Gerda nods uncomprehendingly and begins to eat the compote that Freidank has rudely slapped down in front of us. I look at her thoughtfully and decide never to bring her to the Walhalla again, but from now on to follow Georg's iron rule: Never take a woman to a new place, then she won't insist on going there and won't run away from you.

It is night. I am leaning on the window sill of my room. The moon is shining, the heavy scent of lilacs drifts up from the garden. It's an hour since I came home from the Alstädter Hof. A pair of lovers flits along the street in the shadow of the moon and disappears into our garden. I do nothing about it; when you are not thirsty yourself you are generous toward others—and now the nights are irresistible. Just to prevent accidents, I have put signs on the two precious memorial crosses with the inscription "Warning! May fall! Avoid broken toes!" For some reason or other the lovers seem to prefer the crosses when the ground is wet; no doubt because they can hold onto them more firmly, although you would think the medium-sized monuments would do equally well. I had the notion of putting up another sign recommending them, but I gave it up. Sometimes Frau Kroll rises early and, for all her tolerance, she would box my ears for frivolity before I could explain to her that before the war I was a prudish fellow—a characteristic that disappeared during the defense of our beloved fatherland.
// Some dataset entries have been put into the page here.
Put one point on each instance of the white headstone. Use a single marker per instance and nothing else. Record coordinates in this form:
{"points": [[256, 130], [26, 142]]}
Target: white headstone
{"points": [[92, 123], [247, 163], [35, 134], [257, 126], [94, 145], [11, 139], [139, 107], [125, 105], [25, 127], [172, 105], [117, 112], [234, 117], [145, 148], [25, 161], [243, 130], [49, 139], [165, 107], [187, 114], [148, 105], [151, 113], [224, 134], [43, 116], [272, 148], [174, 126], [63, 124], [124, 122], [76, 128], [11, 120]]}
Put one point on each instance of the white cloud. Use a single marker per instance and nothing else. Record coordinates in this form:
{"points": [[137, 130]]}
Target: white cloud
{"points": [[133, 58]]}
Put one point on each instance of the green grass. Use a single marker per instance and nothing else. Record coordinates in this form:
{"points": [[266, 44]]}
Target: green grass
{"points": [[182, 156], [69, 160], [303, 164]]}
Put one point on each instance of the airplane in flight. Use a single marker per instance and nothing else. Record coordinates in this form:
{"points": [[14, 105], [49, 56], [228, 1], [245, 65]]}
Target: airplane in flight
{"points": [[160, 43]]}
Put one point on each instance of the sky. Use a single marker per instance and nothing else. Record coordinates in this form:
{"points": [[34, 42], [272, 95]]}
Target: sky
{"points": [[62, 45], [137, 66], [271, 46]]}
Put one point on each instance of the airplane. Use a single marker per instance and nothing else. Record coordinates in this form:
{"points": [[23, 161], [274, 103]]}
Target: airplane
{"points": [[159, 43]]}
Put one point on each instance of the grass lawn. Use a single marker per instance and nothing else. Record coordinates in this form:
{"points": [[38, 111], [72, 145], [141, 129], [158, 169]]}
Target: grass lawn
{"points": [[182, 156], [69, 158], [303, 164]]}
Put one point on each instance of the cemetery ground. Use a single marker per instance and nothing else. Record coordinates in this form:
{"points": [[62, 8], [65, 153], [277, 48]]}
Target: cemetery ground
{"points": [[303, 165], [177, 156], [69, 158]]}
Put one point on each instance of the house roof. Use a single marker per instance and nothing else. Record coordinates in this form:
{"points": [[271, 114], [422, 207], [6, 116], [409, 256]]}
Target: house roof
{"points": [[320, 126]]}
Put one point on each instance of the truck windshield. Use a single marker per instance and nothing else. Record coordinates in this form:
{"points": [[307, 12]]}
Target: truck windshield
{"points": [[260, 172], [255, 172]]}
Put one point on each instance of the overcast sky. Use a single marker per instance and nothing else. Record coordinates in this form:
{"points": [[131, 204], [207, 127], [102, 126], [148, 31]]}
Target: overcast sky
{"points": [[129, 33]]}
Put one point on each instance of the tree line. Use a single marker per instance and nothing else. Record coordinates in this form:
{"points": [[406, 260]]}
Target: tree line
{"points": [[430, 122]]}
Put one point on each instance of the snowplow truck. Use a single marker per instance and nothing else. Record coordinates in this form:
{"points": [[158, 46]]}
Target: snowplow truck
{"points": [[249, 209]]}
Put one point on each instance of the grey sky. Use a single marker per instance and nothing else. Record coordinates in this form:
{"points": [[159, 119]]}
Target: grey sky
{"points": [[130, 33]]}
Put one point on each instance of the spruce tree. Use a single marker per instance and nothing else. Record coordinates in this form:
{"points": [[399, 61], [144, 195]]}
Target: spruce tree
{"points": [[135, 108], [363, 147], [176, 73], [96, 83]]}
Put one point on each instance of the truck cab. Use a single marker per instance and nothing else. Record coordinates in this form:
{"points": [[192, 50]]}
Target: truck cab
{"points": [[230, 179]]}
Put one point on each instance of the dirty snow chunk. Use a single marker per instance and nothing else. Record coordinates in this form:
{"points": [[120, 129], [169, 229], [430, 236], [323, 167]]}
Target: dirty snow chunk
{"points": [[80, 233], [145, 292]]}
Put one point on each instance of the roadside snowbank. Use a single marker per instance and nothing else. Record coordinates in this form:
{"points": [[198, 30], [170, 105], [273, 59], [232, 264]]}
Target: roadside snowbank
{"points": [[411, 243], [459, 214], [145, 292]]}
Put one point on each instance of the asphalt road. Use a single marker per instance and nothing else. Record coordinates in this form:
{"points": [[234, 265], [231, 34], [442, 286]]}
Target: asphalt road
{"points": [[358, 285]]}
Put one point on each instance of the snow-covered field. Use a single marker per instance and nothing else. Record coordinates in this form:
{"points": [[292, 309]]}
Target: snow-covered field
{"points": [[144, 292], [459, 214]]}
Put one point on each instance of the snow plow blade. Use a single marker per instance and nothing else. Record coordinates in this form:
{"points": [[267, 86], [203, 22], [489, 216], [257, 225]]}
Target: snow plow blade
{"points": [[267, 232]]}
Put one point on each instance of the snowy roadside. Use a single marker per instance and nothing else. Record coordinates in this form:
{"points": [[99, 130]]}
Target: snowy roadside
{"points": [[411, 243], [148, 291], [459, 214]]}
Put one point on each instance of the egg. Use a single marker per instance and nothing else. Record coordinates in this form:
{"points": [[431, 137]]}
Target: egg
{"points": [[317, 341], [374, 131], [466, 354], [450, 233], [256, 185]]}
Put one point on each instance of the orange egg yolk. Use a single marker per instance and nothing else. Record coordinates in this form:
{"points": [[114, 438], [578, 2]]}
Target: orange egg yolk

Suddenly I see a square black figure coming along through the moonlight. I freeze. It is Watzek, the horse butcher. He disappears into his house two hours ahead of time. Perhaps he has run out of nags; horseflesh is much in demand these days. I watch the window. It lights up, and Watzek's shadow wanders about. I wonder whether to tell Georg Kroll; but disturbing lovers is a thankless task and, besides, it may be that Watzek will go to sleep without noticing anything. That, however, does not seem to be happening. The butcher opens the window and stares right and left along the street. I hear him snort. He closes the shutters and after a while appears at the door with a chair in his hand, his butcher's knife in the leg of his boot. He sits down on the chair as though to await Lisa's return. I look at the clock; it is eleven thirty. The night is warm, and Watzek may sit there for hours. Lisa, on the other hand, has been with Georg for quite a while; the hoarse panting of love has already subsided. If she runs into the butcher's arms she will no doubt find some plausible explanation and he no doubt will be taken in. Just the same, it would be better if nothing happened.